Em primeiro lugar, as diferentes culturas entram em conflito no meio virtual de trabalho. Assim, Milton Santos, geógrafo brasileiro, argumenta que a globalização impulsiona a interação de diferentes povos, havendo a comunicação de diferente diversas pessoas, mesmo que a distância. Desse modo, a cultura digital engloba diferentes aspectos e hábitos. Entretanto, nem todos são adeptos a esses novos meios, o que produz uma relação de embate nos trabalhos virtuais, ao não aceitar ou não compreender o diferente, não aceitando seus hábitos e costumes, o que muitas vezes impede a expansão do mercado para o meio digital. Exemplo dessa dificuldade de relação é a pesquisa, realizada pela Capgemini, com 342 empresas de 8 países na qual exibiu que a cultura é a maior barreira para os trabalhos digitais. Logo, é preciso conciliar essas pessoas, criando um laço para entender o outro.

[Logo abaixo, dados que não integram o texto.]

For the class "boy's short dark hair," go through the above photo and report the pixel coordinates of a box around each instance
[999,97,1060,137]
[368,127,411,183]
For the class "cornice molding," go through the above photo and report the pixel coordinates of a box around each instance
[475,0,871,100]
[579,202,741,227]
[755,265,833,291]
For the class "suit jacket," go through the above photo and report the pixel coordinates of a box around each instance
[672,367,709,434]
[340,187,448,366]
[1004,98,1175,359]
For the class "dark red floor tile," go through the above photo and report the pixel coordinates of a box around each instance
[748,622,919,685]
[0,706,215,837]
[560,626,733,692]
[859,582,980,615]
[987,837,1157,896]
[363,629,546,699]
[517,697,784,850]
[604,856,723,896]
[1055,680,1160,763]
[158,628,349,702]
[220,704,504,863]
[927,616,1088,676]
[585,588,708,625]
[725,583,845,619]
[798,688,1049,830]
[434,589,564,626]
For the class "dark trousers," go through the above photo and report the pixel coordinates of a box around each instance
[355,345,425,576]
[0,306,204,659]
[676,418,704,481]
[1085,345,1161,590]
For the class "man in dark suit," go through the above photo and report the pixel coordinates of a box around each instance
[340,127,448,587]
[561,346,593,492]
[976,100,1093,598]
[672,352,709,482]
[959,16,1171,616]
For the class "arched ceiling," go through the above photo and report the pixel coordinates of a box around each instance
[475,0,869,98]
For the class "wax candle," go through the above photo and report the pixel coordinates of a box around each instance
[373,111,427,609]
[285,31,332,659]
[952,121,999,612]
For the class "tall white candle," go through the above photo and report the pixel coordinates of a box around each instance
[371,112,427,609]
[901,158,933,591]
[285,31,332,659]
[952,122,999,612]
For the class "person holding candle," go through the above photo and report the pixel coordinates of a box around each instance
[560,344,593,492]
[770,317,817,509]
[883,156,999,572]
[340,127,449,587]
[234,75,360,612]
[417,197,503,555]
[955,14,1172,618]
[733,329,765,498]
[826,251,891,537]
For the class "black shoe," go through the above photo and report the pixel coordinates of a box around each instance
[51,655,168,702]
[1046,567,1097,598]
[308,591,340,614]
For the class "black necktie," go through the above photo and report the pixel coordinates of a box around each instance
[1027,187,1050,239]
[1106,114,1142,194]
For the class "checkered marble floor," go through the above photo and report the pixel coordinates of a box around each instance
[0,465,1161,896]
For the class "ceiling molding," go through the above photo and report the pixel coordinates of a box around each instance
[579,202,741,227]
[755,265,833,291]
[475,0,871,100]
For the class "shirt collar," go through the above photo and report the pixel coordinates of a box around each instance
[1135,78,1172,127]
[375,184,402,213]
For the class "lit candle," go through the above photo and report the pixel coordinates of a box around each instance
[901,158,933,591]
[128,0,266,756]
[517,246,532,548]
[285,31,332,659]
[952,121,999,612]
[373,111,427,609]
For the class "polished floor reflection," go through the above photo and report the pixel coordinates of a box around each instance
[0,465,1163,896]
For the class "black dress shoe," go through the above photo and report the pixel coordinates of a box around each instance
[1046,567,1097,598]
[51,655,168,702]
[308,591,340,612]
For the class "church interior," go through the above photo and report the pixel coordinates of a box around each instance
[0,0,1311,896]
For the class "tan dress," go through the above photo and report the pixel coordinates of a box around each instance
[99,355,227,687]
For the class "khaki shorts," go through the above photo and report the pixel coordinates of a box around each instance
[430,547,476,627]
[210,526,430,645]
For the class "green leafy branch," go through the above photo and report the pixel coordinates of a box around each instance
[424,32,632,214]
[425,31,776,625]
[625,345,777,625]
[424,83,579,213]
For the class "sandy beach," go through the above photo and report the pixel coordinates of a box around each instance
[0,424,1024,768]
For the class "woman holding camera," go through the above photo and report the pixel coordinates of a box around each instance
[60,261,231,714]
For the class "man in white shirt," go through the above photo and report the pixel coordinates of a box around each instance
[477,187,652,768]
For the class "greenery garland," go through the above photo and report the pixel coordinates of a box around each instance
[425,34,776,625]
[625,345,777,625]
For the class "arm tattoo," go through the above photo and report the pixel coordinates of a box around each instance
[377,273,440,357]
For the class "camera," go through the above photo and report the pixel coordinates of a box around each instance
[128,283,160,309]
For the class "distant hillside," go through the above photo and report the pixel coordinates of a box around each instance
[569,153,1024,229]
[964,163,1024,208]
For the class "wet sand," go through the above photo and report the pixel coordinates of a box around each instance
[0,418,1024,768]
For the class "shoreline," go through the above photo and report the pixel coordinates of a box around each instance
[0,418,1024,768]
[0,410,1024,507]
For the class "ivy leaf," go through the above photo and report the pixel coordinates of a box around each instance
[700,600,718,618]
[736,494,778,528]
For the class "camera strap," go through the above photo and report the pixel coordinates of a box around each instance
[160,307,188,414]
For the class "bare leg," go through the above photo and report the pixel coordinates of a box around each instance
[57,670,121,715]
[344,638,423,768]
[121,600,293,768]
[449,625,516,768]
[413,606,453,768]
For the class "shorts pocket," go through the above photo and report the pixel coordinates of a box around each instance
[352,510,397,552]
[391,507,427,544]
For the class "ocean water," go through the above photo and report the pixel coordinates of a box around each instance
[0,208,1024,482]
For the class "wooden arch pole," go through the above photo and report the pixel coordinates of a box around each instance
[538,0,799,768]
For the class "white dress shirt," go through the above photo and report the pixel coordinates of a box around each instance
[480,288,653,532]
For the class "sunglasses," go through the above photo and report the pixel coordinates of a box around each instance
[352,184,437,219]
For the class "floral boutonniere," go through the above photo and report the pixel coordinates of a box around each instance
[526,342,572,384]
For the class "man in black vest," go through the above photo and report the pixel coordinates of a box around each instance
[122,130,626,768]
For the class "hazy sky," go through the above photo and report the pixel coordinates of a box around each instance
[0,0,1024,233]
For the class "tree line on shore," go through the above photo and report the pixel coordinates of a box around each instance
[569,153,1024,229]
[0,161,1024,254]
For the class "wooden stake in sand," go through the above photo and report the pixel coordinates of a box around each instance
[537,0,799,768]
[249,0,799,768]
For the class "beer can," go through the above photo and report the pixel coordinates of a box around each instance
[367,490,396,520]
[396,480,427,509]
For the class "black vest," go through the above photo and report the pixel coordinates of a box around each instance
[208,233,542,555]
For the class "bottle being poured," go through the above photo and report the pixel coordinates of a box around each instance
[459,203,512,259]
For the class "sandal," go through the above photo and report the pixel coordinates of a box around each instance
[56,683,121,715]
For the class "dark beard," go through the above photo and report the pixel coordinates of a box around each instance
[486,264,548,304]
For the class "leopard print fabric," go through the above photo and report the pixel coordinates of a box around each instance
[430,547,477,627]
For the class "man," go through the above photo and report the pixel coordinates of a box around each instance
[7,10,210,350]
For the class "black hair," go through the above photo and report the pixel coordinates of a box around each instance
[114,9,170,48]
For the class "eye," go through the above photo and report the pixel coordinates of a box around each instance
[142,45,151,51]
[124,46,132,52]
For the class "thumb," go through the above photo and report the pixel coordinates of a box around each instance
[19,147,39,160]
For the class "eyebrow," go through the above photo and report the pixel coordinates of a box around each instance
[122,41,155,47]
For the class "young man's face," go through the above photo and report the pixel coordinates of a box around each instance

Em segundo lugar, o desemprego assola as pessoas com falta de domínio tecnológico. Nesse sentido, John Locke, filósofo iluminista, argumenta que os indivíduos são como uma folha em branco e estão em construção desde o nascimento, herdando do seu tempo hábitos e a cultura. Nesse aspecto, indivíduos mais velhos tendem a obter maior dificuldade em aprender a manusear tecnologia, o que acarreta em um maior desemprego, já que na atualidade a grande maioria de serviços necessita da habilidade em manusear computadores, celulares e o mundo virtual, além disso, diversos conhecimentos deles tornaram se obsoletos. Exemplo desse desemprego em função da ausência de habilidade é a pesquisa, realizada Fundação Adecco, no qual exibe que 40% das empresas não contratam em razão da falta de conhecimento tecnológico. Deste modo, é preciso ensinar e readaptar essas pessoas ao novo mundo.
Portanto, o Ministério da Educação (MEC), em parceria com empresas internacionais, deve realizar ações, como eventos interativos, por meio de socializações digitais, da mesma forma que as redes sociais realizam seus grupos nas redes, para que assim as pessoas possam conhecer o outro e entender sua cultura, hábitos e outros aspectos e assim, colocando um fim nas barreiras culturais. Ademais, o MEC, em parceria com as escolas e universidades, deve realizar ações, como cursos técnicos, por meio de aulas presenciais, da mesma forma que os outros cursos são realizados nas faculdades, para que assim as pessoas mais velhas aprendam a manusear os meios tecnológicos, além de torna sua mão de obra mais qualificada para o combate ao desemprego.